The weather has been really nice here in SF over the past few days---not your typical bleak, windy, fog-enshrouded June. Time to break out the BBQ. Before your eyes glaze over---this wasn't your _typical_ BBQ, I decided to try out a grilled pizza recipe I clipped a while back--and yes, I was skeptical. I've damn near perfected the oven baked thin-crust pizza, and I wasn't sure this variation was going to be worth the effort.
First off I had to get the dough ready. It was a basic pizza dough made with warm water, flour, a bit of sugar, salt, and active dry yeast. You mix it all up for a few minutes, let it rise in a warm cozy place, punch it, then divide it into four little balls.
Nothing out of the ordinary so far. From here on out you kind of treat the dough as you would tart dough.
You roll out each of the four dough balls into 10-inch flat rounds with a rolling pin. You stack them on a cookie sheet, topping each round with a layer of plastic wrap to prevent stickage. Put it back in the fridge for about an hour.
The toppings for this pizza were thin rounds of yellow summer squash, fresh mozzarella, parmesan, and fresh thyme. Makes for a pretty pizza. With a grilled pizza it became apparent very fast that you need toppings that can cook in a flash.
I think it helps if the grill is clean, at any rate, it was a good excuse to clean it. I brushed a bit of garlic olive oil on one of the rounds, and threw it directly on the grill. Then quickly put the lid back on the BBQ. Now here is where it got tricky, you have to watch your pizza like a hawk, because it can burn up in no time if you aren't careful. My pizza got golden and bubbly in about 3-4 minutes, so I flipped it, tossed on my toppings, covered it back up and waited a couple short minutes while the other side browned, the mozzarella melted, and the squash cooked.
This was unlike any other pizza Ive ever tasted. It was hot, hot, hot coming off the grill, and had a wonderful grilled taste to it. It wasn't doughy like many pizzas, it had more of the consistency of a crisp, bready nan bread with toppings. The minimal toppings were oozy and flavorful (the garlic olive oil was stunningly good with the melted mozzarella).
This pizza makes a nice light dinner, perfect for a summer night. The cooking time was faster than say a thin-crust pizza made in the oven by about half. You can throw one pizza after another on the grill until you are full, and save the rest of the dough for lunch or dinner over the next few days.
I won't retire my other pizza recipes, but will certainly add this to the repertoire. There is something really fun about throwing a pizza on the grill. Next time we have friends over on a nice night, I will chill up a stack of the pizza dough, and set up a pizza topping bar outside where people can build their own right on the patio.

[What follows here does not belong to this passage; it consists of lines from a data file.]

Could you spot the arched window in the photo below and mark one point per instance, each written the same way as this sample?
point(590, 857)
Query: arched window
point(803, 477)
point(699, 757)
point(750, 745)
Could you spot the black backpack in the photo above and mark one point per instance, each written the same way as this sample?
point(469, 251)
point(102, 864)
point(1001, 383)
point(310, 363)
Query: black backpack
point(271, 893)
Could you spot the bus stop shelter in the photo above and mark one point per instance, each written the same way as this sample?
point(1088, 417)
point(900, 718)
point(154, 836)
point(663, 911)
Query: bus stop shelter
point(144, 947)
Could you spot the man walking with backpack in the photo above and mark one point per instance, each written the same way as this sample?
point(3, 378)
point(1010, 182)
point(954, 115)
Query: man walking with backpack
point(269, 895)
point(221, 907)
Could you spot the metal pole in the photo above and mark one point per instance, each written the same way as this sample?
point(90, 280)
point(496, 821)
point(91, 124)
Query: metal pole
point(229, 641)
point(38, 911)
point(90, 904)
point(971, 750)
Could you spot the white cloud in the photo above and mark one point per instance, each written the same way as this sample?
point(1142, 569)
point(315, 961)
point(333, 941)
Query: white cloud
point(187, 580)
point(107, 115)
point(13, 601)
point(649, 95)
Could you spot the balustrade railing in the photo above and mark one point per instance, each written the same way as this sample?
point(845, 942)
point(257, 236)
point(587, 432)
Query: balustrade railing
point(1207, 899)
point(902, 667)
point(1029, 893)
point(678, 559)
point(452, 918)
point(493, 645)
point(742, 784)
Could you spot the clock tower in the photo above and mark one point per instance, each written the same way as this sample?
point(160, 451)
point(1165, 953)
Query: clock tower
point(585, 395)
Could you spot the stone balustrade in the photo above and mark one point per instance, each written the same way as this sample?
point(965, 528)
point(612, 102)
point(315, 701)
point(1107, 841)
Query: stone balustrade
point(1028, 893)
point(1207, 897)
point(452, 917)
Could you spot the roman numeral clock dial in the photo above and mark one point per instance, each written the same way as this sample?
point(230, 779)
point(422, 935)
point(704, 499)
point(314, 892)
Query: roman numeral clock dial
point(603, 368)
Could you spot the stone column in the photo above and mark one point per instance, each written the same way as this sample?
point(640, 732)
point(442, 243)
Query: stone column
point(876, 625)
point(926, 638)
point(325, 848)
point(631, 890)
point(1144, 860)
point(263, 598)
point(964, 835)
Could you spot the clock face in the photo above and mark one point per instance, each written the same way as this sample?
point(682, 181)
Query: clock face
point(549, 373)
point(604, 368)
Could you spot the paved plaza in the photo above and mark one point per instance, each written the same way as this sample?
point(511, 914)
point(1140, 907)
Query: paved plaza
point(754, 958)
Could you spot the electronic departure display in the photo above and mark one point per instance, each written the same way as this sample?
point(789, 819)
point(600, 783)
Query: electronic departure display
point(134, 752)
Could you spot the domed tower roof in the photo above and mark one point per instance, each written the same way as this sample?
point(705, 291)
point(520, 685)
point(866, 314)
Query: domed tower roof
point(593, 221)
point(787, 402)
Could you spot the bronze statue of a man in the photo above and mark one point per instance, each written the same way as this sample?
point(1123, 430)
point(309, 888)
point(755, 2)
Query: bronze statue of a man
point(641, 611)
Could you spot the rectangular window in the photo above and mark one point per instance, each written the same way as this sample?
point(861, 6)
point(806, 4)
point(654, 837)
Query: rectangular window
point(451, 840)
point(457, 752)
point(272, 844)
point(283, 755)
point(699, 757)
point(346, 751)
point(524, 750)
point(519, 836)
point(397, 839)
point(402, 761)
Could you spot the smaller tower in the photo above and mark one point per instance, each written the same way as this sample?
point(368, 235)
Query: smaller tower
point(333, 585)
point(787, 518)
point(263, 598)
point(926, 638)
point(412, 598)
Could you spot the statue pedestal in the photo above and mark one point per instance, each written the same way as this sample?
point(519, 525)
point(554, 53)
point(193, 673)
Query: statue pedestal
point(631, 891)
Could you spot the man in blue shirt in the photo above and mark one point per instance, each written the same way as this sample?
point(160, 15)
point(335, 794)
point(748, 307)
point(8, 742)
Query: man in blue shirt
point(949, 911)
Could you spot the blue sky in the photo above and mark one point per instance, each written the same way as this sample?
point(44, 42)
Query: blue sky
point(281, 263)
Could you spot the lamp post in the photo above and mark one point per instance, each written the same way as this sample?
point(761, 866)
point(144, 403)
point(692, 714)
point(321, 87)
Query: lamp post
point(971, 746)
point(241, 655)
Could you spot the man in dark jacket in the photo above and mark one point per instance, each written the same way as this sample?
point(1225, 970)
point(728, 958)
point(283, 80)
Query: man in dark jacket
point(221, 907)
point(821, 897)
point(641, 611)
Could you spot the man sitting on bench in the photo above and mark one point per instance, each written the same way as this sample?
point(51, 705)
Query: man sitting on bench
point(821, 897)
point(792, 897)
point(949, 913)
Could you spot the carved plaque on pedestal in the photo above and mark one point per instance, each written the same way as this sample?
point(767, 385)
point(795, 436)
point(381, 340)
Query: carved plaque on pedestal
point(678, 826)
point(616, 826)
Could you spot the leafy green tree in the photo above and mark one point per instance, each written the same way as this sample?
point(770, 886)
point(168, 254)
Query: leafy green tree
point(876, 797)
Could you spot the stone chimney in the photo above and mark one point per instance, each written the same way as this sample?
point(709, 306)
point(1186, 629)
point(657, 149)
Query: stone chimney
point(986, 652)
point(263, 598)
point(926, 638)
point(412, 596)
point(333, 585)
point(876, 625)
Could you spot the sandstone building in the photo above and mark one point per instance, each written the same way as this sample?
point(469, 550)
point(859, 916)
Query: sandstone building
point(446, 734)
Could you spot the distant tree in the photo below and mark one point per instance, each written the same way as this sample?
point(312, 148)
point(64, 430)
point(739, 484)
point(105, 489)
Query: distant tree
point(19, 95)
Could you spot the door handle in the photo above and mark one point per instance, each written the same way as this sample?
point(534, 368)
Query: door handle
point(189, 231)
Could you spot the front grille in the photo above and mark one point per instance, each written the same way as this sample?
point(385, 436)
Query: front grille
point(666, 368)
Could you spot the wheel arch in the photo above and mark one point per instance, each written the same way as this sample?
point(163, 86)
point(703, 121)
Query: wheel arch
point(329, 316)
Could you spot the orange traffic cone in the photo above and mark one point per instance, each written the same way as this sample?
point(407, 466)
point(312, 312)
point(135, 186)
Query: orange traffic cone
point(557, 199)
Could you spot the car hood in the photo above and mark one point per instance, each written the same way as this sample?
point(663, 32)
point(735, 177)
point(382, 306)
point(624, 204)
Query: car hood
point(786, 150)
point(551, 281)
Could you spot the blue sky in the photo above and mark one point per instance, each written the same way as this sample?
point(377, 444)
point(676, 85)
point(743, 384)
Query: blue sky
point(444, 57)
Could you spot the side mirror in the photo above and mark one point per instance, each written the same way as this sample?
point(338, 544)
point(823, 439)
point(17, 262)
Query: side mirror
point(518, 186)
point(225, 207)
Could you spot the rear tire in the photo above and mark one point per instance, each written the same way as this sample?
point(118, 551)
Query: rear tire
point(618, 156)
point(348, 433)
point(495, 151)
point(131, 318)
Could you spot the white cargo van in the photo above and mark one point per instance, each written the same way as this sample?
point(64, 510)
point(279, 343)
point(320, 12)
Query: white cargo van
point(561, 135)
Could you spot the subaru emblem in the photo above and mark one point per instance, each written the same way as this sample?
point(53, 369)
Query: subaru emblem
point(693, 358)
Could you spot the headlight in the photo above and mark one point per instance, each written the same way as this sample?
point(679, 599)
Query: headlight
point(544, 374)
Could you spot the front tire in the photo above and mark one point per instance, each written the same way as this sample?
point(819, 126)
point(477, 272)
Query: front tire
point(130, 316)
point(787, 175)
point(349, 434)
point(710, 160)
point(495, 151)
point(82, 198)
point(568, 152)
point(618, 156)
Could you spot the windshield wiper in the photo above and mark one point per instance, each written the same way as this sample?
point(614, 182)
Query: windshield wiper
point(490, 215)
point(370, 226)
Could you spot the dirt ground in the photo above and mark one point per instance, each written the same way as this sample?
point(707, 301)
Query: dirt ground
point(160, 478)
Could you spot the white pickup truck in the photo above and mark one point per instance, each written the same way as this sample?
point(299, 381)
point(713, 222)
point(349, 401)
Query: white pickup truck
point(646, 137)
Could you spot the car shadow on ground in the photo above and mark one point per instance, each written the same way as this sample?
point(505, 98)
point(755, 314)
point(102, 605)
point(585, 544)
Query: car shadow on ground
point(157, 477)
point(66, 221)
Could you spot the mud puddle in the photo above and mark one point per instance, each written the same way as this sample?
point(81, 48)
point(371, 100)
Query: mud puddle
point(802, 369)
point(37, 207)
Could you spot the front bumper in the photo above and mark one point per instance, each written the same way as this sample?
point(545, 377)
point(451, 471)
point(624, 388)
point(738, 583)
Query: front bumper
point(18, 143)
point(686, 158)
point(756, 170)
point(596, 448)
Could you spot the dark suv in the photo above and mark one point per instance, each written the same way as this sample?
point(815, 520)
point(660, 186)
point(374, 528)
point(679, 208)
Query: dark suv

To feature an actual recipe taken from a cookbook, it is best to request permission from the publisher or author. In the early days on 101 Cookbooks, I would tell people where to find the recipe, but not feature the recipe itself. Eventually I began to request permission to run the actual recipes, but this wasn't one of them. The majority of entries on 101 Cookbooks will have the recipes attached, this just happens to be one of the ones that doesn't. My apologies!